If benchspace offered experiences that could only be revealed by sitting down, then our curiosity might draw us to surrender to the temptation of the bench. While such an enabling device or intervention added to a benchspace will achieve direct responses, it also serves to bring the bench into casual use in the manner originally intended, and challenges the way we perceive these small moments of public life/space.Interventions range between transient actions that encourage momentarily increased social activity to permanent reinterpretation and reconstruction of sites with programmed hourly, daily and seasonal events.

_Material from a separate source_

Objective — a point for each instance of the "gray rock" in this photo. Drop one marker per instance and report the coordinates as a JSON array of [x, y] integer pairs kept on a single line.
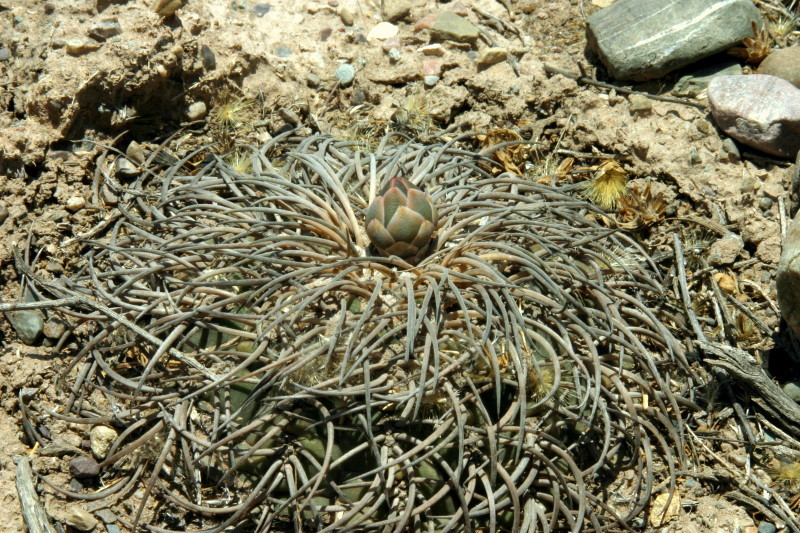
[[83, 467], [449, 26], [784, 63], [760, 111], [196, 110], [491, 56], [767, 527], [77, 47], [394, 10], [696, 82], [283, 52], [787, 277], [28, 324], [640, 104], [792, 390], [102, 438], [645, 39], [731, 150], [345, 74], [105, 29], [81, 519]]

Transient interventions are economic and effective ways to heighten our expectations of benchspace, the same physical material can be deployed at a variety of sites in rotation generating engagement and challenging the way we interact with the city at these moments.
Such interventions cannot draw fully on the specific characteristics or opportunities of individual locations. Transient installations related to specific sites or recurring benchspace typologies are another possibility. Temporary interventions might be perceived as operating within the realms, and limits, of Fine Art and Performance.
These interventions influence perception of the quality of transient human experiences delivered by the metropolis, and hint at the effects that permanent installations might seek to achieve. By activating public perceptions of the spaces, they could point to ways in which permanent intervention might be received.
Improving perception of transient experience in public space is valuable and might adjust public expectations; it does not improve perceptions of what the permanent environment has to offer.
The population is less sensitised to this: whilst it might arouse little expressed opinion it registers on a subliminal scale and is stored in the brain under the ‘permanent qualities of my city’.
Benchspace can be used to initiate relevant, contemporary and permanent readings of the city adding to value attributed to ‘the permanent qualities of my city’.